Dear Anti-racist Activists: The World is Not just Black and White

It’s hard for me to figure out a way to begin this post. It’s a critique of anti-racist social movements, and at the same time, it’s an admission that Black folks are really put at the bottom of our country (or even the world) and White folks stay at the top, benefiting from white supremacy. Nevertheless, I thought of it after reading one too many article and academic journal, watching one too many video, and going to one too many protest where the dialogue holds a dichotomous view of racism, i.e., including only Blacks and Whites.

(Source: http://louisianajusticeinstitute.blogspot.com/2010/05/new-orleans-workers-stand-in-solidarity.html – New Orleans Workers Stand in Solidarity With People of Arizona)

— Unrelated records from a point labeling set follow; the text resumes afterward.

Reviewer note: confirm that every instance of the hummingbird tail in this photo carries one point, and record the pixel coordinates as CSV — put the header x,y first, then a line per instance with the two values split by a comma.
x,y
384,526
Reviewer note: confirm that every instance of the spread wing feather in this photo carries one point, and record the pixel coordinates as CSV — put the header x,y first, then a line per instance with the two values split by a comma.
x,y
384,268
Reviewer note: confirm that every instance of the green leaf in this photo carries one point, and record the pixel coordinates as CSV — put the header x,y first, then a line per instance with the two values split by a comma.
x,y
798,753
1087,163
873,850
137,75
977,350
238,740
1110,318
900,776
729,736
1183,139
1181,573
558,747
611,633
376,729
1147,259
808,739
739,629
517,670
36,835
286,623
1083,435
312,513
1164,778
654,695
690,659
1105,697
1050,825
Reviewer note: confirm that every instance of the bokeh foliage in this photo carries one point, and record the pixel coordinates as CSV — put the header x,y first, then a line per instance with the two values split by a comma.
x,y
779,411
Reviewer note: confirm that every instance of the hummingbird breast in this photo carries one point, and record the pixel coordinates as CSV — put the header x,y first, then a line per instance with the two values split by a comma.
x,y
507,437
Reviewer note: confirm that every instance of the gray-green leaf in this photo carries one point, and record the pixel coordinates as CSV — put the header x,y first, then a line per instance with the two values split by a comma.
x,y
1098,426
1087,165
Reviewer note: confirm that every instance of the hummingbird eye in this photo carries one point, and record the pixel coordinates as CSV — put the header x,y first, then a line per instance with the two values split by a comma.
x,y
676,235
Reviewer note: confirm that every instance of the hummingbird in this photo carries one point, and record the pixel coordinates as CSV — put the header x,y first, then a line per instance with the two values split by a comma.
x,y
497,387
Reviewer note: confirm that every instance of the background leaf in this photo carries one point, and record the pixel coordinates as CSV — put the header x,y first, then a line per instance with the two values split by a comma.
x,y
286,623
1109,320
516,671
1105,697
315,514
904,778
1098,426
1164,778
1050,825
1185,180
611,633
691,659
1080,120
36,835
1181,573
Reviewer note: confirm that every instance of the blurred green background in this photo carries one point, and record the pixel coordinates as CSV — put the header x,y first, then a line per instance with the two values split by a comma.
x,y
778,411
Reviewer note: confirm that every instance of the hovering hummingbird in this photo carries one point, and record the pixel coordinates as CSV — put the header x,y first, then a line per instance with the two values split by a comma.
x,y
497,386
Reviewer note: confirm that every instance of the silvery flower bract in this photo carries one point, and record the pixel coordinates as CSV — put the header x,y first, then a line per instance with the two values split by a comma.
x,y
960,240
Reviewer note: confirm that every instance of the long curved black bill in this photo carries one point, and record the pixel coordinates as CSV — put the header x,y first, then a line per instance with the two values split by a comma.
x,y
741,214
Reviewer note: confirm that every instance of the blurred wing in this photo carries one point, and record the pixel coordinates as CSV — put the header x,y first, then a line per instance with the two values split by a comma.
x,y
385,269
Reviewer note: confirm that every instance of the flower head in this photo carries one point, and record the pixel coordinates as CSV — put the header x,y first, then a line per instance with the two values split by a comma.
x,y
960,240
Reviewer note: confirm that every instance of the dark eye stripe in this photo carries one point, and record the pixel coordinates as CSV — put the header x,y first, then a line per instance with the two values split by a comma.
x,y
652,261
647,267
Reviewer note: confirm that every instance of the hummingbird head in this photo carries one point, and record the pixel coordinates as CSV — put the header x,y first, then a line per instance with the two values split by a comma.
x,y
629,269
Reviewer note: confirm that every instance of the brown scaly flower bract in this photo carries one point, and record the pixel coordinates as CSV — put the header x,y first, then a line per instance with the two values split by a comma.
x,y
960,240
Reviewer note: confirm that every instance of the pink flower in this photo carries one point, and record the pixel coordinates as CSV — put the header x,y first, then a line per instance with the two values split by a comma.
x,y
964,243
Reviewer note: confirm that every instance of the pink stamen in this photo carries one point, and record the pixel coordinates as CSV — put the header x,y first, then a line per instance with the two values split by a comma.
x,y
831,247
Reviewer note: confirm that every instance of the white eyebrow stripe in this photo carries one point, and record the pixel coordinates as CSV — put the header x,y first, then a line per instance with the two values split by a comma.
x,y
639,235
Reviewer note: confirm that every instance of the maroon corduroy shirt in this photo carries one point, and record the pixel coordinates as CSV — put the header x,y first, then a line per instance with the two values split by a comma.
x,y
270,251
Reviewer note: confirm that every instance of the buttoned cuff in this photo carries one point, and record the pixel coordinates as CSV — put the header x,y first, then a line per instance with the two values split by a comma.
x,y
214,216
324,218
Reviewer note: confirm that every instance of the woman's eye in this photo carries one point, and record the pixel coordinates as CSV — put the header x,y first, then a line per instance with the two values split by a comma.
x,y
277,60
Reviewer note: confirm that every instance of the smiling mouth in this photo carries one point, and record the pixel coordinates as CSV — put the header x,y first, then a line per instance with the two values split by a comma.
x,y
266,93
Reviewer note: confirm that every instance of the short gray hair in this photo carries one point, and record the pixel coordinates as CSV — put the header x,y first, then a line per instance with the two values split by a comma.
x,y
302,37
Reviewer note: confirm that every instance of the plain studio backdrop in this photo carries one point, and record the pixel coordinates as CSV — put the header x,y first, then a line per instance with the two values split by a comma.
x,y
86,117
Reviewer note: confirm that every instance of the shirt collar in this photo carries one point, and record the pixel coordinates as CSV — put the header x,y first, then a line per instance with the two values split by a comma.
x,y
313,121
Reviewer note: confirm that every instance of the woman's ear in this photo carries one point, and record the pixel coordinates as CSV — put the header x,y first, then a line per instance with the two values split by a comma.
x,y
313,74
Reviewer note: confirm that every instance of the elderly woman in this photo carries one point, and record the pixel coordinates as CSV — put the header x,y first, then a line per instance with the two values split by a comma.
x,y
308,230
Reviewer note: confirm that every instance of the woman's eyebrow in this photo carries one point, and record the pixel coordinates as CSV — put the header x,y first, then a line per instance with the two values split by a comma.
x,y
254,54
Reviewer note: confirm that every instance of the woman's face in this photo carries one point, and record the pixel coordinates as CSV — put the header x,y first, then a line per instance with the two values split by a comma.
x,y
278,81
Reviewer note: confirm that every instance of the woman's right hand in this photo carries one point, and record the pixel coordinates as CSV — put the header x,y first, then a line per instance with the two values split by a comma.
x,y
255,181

I’m Asian. No, more specifically, I’m Vietnamese. And not just Vietnamese American, a Vietnam-born and naturalized American, who came here at the age of 12 from a line of refugees. Yet, too often I hear anti-racist activists speak about my heritage as if it is the same as a Chinese who came here five generations ago, as a Japanese who came from an upper-class family who migrated here with a work visa, or a Muslim Indian. Why do all those nuances matter? Because as John Stewart points out, some of us Asians came here voluntarily and some of us didn’t really have much of a choice. (No, it’s not the same as slavery!) And some of us, because of the darker tones of our skin and poverty (caused by coming here as refugees with nothing), experience life in the U.S. very differently than others. Vietnamese and other groups of Southeast Asians, for example, have a much lower high school graduation rate, college acceptance rate and college graduation rate. Our median family income and median family wealth are also much lower. Furthermore, we are also more likely than East Asians to experience racial profiling, police brutality, and harsher sentencing. If we commit a crime, we are in greater danger of being reported.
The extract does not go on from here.